4.2. CW of Evaluation Indicators

Weight is a value used to measure the effect of each statistical item on the whole. It represents the importance of an index item in the system [44]. At present, there are many methods to determine the weight of indicators, which are generally divided into subjective and objective weight determination methods [45]. Since the measures of drought resistance evaluation were not “absolutely” optimal and the interaction mechanism was also relatively complex, problems existed in each index and the subjective evaluation process. GT, namely empowerment methods, can be used to seek coordination or compromise among various “conflicts” to achieve the optimal decision [46]. This study fully considered the limitations and one-sidedness of subjective and objective weighting methods. Firstly, AHP and EWM were used to obtain the subjective and objective weights of evaluation indicators, respectively, and then the combined weights based on GT were constructed, which could make the weight results better reflect the advantages of various weighting methods and overcome the limitations of a single weighting method. A more ideal index weight value was obtained for evaluating drought resistance measures of maize seed production.
However, faced with different research objects and environments, weight definition and allocation become more difficult because the mathematical analysis and derivation are cumbersome, with poor operability and applicability. Therefore, in future research and applications, computer programming, machine learning, model training, and other techniques should be combined. The samples’ properties and the regional environment should also be put into consideration. In addition, it is necessary to test the consistency of indicators at all levels and check the “conflict” of various weighting methods, so as to avoid the blindness of combination and further improve the rationality and reliability of evaluation results.

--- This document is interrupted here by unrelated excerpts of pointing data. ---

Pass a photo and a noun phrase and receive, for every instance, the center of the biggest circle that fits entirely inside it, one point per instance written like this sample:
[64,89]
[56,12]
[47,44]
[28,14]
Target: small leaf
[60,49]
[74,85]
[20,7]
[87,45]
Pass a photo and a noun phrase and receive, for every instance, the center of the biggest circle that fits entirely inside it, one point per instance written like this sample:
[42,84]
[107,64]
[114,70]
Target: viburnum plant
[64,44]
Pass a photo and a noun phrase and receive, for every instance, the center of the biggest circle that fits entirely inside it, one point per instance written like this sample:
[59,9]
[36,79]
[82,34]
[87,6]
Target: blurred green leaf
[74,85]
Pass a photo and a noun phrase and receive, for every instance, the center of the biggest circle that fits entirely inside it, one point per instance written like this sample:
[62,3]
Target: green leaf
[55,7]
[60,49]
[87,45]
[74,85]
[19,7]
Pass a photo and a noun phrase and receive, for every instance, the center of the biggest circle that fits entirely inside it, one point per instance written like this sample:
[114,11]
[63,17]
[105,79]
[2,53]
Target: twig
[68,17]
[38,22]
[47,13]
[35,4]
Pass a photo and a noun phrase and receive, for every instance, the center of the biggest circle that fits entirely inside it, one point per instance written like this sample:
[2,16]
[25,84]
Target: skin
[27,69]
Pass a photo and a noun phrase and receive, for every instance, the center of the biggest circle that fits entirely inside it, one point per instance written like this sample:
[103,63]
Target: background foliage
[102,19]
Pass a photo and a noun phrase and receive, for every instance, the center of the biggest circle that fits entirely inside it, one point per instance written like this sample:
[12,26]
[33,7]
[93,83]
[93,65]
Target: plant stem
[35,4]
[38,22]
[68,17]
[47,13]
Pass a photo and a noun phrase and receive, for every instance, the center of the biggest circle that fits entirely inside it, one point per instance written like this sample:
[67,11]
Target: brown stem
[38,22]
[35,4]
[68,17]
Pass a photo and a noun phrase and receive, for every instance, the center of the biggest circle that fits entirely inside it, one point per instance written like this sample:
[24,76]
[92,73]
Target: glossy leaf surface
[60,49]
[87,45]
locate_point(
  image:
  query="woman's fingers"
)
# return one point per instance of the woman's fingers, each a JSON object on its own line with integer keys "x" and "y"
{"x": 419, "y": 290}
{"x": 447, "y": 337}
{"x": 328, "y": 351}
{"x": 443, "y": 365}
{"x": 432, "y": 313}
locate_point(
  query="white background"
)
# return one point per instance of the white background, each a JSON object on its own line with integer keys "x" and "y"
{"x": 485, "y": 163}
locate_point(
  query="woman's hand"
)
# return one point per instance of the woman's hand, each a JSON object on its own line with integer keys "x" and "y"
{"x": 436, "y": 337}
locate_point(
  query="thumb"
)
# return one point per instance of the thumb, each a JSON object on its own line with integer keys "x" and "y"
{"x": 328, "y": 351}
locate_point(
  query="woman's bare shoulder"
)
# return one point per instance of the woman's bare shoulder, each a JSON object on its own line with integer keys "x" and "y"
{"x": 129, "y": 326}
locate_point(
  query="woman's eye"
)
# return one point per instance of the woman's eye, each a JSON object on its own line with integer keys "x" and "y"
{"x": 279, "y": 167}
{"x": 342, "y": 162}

4.3. Comprehensive Evaluation Results of Drought Resistance Measures

A comprehensive evaluation method refers to a method that evaluates multiple indicators and units simultaneously in a systematic and standardized way [47]. Su et al. [48] performed a comprehensive evaluation of different drought-resistant cultivation measures of cassava based on principal component analysis, and obtained adequate evaluation results. In this study, the TOPSIS comprehensive evaluation model by combination weighting was used to evaluate the yield, quality, water use status, and economic benefits of maize seed in northwest China. According to the results, BF treatment achieved the unity of high quality, high yield, and high efficiency, in agreement with the measured results. This is similar to the analysis and evaluation conclusions of Xiao et al. [49] on different drought resistance measures of maize seed production under the combined application of bacterial fertilizers. Therefore, this model not only realized the optimization and screening of drought resistance measures to a certain extent, but also provides the possibility of selecting a rational crop evaluation model in arid areas.
Due to the condition limitations, there are still some deficiencies in this work. The experiment only gave comprehensive evaluation scores to five different drought resistance measures from 10 secondary evaluation standard level indicators. However, as the research object of the study was maize seed, the key points should not only be seed yield, quality, and storage, but seed germination, antioxidant enzyme activity, gene expression, and so on should also be subjected to experimental study, requiring germination tests and research on the maize seed harvest in order to filter and popularize it.

5. Conclusions

Ten different evaluation indexes were selected to construct the optimized evaluation index model considering the four aspects of maize seed yield, quality, water use status, and economic benefit. AHP and EWM were used to assign subjective and objective weights to the indexes. Making full use of the index information in the original data and then calculating the comprehensive weight of the two weighting methods by GT can avoid the one-sidedness of a single weighting method. In the comprehensive weight obtained from the two-year experimental data, the maximum weights of maize seed yield were 0.4082 (2018) and 0.3845 (2019). Considering five drought resistance measures put forward for maize seed in the arid areas of northwest China, the optimization model was established based on the TOPSIS theory of combination weighting to calculate the relative closeness degree of each scheme. The normalized scores of each scheme were 0.1632, 0.2636, 0.2779, 0.2367, and 0.0586, respectively, in 2018, and 0.1719, 0.2405, 0.2772, 0.1956, and 0.1148, respectively, in 2019. Black film mulching (BF) was determined to be the best drought resistance measure. During the practical production of maize seed, the optimized scheme is well adapted and is able to improve the output and water use efficiency to guarantee economic benefits. This study proved that the multi-attribute decision-making model of TOPSIS based on GT with combination weight is scientific and effective, providing a new mechanism of identifying the optimal choice.

Author Contributions

Data curation, C.L. and Z.W.; formal analysis, C.L.; funding acquisition, H.Z.; supervision, H.Z. and F.L.; writing—original draft, C.L.; writing—review and editing, C.L., S.Y., and H.Z. All authors have read and agreed to the published version of the manuscript.

Funding

This work was supported by the Industrial Support Plan Project of the Gansu Provincial Department of Education (no. 2022CYZC-51), the National Natural Science Foundation of China (no. 52269008), and the Key Research and Planning Projects of Gansu Province (no. 18YF1NA073).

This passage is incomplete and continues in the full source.